На непослушных ногах добирается дон Мануэль до скамьи. Он не знает, сколько времени проводит в странном полузабытьи. А услышав вдруг свое имя, произнесенное с той почтительностью, к которой привык он в другой жизни, он едва приподнимает голову – не померещилось ли?
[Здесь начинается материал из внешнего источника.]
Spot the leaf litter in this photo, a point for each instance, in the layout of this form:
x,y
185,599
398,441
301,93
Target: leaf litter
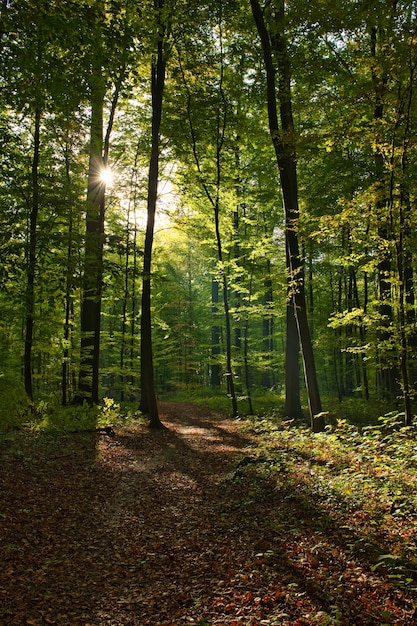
x,y
188,525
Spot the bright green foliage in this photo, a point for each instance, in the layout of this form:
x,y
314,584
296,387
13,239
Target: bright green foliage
x,y
353,73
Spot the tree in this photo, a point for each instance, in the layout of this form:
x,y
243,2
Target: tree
x,y
148,404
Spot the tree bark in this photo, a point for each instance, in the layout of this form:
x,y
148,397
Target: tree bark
x,y
31,260
148,404
275,49
88,384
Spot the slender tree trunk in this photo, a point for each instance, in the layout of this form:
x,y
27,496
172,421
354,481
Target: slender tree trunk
x,y
215,335
31,260
274,43
148,404
69,305
268,330
88,384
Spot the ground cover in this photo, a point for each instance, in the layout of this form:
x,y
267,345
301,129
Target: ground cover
x,y
209,522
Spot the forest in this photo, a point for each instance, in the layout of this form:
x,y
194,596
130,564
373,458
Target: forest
x,y
209,196
208,324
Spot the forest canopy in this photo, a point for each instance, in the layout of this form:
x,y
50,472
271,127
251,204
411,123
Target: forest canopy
x,y
208,196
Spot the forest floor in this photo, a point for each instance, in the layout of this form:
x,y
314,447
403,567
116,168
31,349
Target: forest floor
x,y
180,526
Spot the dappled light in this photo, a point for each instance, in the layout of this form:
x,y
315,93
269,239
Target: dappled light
x,y
168,527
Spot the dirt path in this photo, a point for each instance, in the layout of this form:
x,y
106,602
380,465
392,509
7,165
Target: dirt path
x,y
158,528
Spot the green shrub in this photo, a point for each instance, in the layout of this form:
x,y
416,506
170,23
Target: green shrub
x,y
15,405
Незнакомый человек, стоящий перед ним, выглядит вполне интеллигентно. Лицо его было бы даже приятным, если бы кожа не обтягивала так череп, навевая нехорошие ассоциации. Он в штатском, но в здешнем мире явно свой человек. Больше того: проносящиеся мимо военные, завидев его, щелкают каблуками и замирают, пока он легким кивком не разрешает им следовать дальше. И тем не менее он усаживается рядом с композитором, который, прижав руку к безумно заколотившемуся сердцу, начинает излагать свое дело.

Как только старик произносит имя Федерико, незнакомец на момент прикрывает глаза. Нет, ему не надо рассказывать, кто такой Гарсиа Лорка, не следует думать, что они здесь ничего не смыслят в поэзии.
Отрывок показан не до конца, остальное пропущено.